Spencer Robarge

Personal information
- Born: August 20, 2002 (age 24)

Bowling Information
- Sport: Tenpin bowling
- Affiliation: PBA
- Rookie year: 2026
- Dominant hand: Left (two-hand delivery)
- Wins: 2 PBA Tour 4 PBA Regional Tour
- Sponsors: Brunswick, VISE grips

= Spencer Robarge =

American professional ten-pin bowler

Spencer Robarge (born August 20, 2002) of Springfield, Missouri is an American professional ten-pin bowler who competes as a member of the Professional Bowlers Association (PBA). After attending and bowling for Wichita State University, Robarge turned pro in 2026. In his first full season on the PBA Tour, he won the Pilgrim's PBA Ohio Classic and the Storm Striking Against Breast Cancer Mixed Doubles (with Annalise OBryant). He bowls using the two-handed shovel style delivery with a dominant left hand.

Robarge is sponsored by Brunswick and VISE finger grips.

==Amateur career==
Robarge first started competing in junior leagues as a 4-year old. He placed third at age 11 in his very first Junior Gold tournament, and success followed from there. He went on to win the 2015 U12 Junior Gold title the very next year, and became one of the most accomplished junior bowlers of all time. He won 12 Storm Youth Championships titles, was the USBC Male Youth High Average Award winner in the 2020–21 season (250 over 78 games), and set USBC Youth records with 41 perfect 300 games and 22 series of 800 or better. He was a member of Junior Team USA for four straight years (2020 through 2023). He won the inaugural PBA Junior National Championship in 2021.

As an 18-year old amateur, Robarge made the televised finals of the 2021 USBC Masters and finished in third place.
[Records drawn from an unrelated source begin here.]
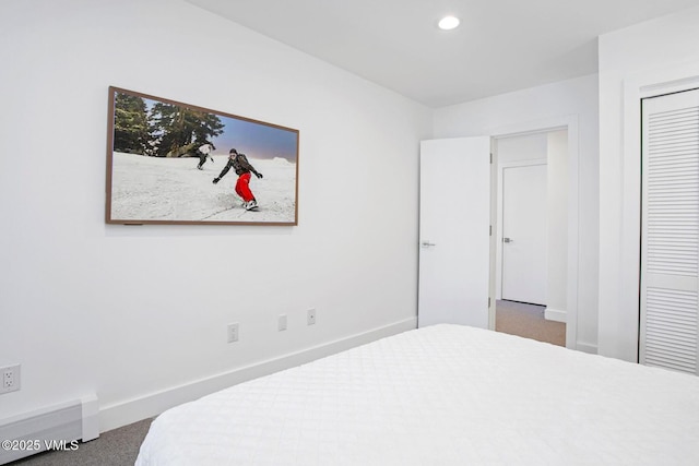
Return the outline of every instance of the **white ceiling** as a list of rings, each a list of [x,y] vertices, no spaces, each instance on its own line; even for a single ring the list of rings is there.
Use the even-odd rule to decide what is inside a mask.
[[[429,107],[597,71],[597,36],[699,0],[187,0]],[[445,32],[446,14],[461,19]]]

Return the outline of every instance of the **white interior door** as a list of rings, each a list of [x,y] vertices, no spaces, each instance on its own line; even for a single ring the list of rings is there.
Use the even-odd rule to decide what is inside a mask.
[[[420,143],[418,325],[488,327],[490,139]]]
[[[546,165],[502,170],[502,299],[546,304]]]

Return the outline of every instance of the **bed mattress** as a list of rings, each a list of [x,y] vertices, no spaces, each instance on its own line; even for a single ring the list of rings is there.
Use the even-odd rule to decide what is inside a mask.
[[[137,466],[698,465],[699,378],[434,325],[169,409]]]

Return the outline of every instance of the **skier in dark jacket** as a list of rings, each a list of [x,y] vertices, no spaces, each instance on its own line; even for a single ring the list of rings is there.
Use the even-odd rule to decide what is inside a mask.
[[[233,168],[236,171],[236,175],[238,175],[238,181],[236,181],[236,193],[242,198],[242,206],[246,211],[257,207],[258,201],[254,199],[254,195],[252,195],[252,191],[250,191],[250,174],[254,174],[258,178],[262,178],[262,174],[250,165],[248,157],[246,157],[245,154],[238,154],[238,151],[232,148],[228,153],[228,163],[223,167],[218,177],[214,178],[213,183],[216,184],[221,181],[230,168]]]
[[[203,170],[202,167],[204,166],[206,158],[211,159],[212,164],[214,163],[214,158],[211,156],[211,152],[216,147],[211,143],[205,143],[197,147],[196,155],[199,157],[199,165],[197,165],[197,168]]]

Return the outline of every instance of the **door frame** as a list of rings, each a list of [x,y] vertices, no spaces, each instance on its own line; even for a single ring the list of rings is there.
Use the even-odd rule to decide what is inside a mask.
[[[624,80],[621,235],[618,248],[618,298],[600,300],[615,332],[600,327],[604,356],[639,361],[641,282],[641,100],[699,87],[699,62],[639,72]],[[632,264],[632,266],[628,266]],[[613,306],[612,306],[613,304]],[[602,324],[602,322],[600,322]],[[604,322],[608,326],[608,322]],[[611,338],[614,338],[614,344]]]
[[[498,238],[502,238],[502,226],[505,224],[503,216],[503,194],[505,194],[505,182],[503,175],[505,169],[507,168],[520,168],[520,167],[531,167],[535,165],[547,165],[548,160],[546,158],[535,158],[531,160],[517,160],[517,162],[505,162],[502,164],[497,164],[498,170],[498,195],[497,195],[497,223],[496,223],[496,274],[495,274],[495,299],[502,299],[502,262],[505,261],[505,256],[502,254],[502,241],[498,241]]]
[[[490,183],[490,218],[497,230],[497,140],[512,136],[521,136],[541,132],[558,130],[568,131],[568,279],[566,287],[566,347],[569,349],[580,349],[588,353],[595,353],[596,348],[590,345],[578,343],[578,267],[579,251],[579,122],[577,115],[561,116],[534,120],[529,122],[513,123],[503,127],[493,128],[487,131],[490,134],[490,151],[493,153],[491,183]],[[490,236],[490,251],[496,250],[496,235]],[[490,254],[490,296],[495,295],[496,286],[496,254]],[[495,328],[495,306],[490,307],[489,326]]]

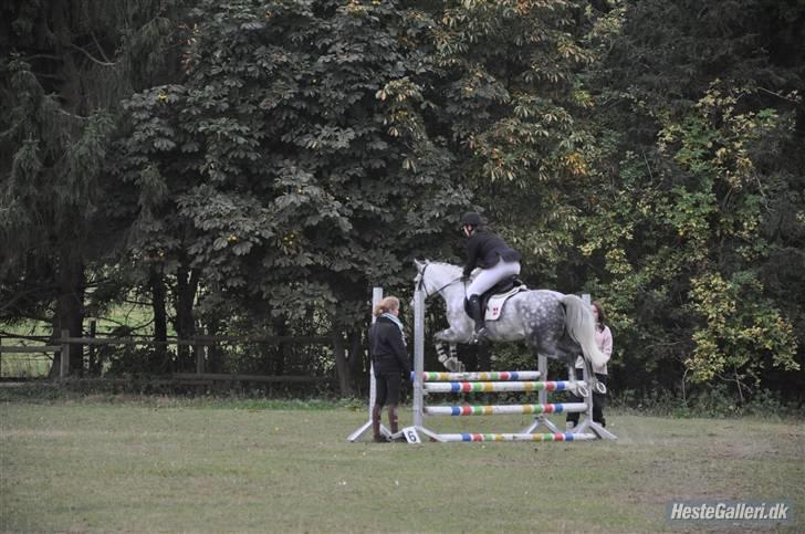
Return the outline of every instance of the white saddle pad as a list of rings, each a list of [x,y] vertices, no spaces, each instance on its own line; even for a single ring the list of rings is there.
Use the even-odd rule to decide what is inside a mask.
[[[500,318],[500,313],[503,311],[503,304],[521,291],[527,291],[527,287],[524,285],[518,285],[505,293],[492,295],[487,303],[487,313],[483,316],[484,321],[498,321]]]

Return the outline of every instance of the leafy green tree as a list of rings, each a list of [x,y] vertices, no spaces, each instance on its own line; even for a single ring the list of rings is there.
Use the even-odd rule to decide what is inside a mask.
[[[606,55],[589,78],[606,109],[581,251],[623,365],[647,370],[627,387],[791,390],[770,379],[802,364],[803,71],[787,57],[802,15],[649,1],[596,20]]]
[[[4,320],[45,320],[55,335],[82,335],[86,289],[124,229],[106,205],[119,98],[159,80],[174,6],[61,0],[0,8]],[[71,354],[75,369],[81,348]]]
[[[335,332],[363,331],[370,286],[407,285],[410,259],[469,198],[449,153],[411,129],[422,103],[409,81],[425,63],[406,38],[414,14],[202,2],[182,83],[126,107],[140,256],[198,273],[203,296],[244,313],[293,321],[313,307]]]

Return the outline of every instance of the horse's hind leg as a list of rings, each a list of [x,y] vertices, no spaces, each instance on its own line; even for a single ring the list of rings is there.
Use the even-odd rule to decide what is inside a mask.
[[[567,355],[567,377],[571,383],[568,389],[574,391],[578,397],[586,398],[589,395],[589,390],[577,384],[576,379],[576,356]],[[585,362],[586,364],[586,362]]]
[[[445,342],[436,342],[436,354],[439,356],[439,363],[451,373],[463,373],[464,364],[457,357],[456,344],[448,344],[450,356],[445,354]]]

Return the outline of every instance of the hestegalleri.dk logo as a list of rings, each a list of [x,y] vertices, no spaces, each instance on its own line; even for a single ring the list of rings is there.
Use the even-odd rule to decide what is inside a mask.
[[[791,523],[794,506],[787,501],[671,501],[671,522]]]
Robarge went on to attend and bowl for Wichita State University, where he majored in Business Management. He was named an NCBCA All-American all four years he competed (2022 through 2025). He helped his Shockers team win the 2023 Intercollegiate Team Championship, and won two Collegiate MVP awards.

==Professional career==

Robarge turned pro in the 2026 season. In his very first PBA Tour event as a professional, the PBA Players Championship major, he made the televised finals as the #5 seed, but he lost the opening match to his former Wichita State teammate Brandon Bonta.

On April 5, 2026, Robarge won the Pilgrim's PBA Ohio Classic for his first PBA Tour title. As the #3 seed, he defeated Chris Via and Packy Hanrahan to move up the ladder and face #1 seed, former Wichita State grad and reigning PBA Rookie of the Year, Ryan Barnes. In a tight battle that came down to the tenth frame, Robarge emerged victorious with a 236–228 triumph. On August 2, 2026, Robarge and partner Annalise OBryant won the Storm PBA-PWBA Striking Against Breast Cancer Mixed Doubles tournament, giving Spencer his second PBA Tour title.

Robarge also has four PBA Regional Tour titles, all earned in 2026.

===PBA Tour titles===
1. 2026 Pilgrim's PBA Ohio Classic (Columbus, Ohio)

2. 2026 Storm PBA-PWBA Striking Against Breast Cancer Mixed Doubles w/Annalise OBryant (Houston, Texas)

==Personal==
Robarge attended Kickapoo High School in Springfield, Missouri. He has an older half-brother, Blake Demore, who also bowled for Wichita State and in a few PBA events.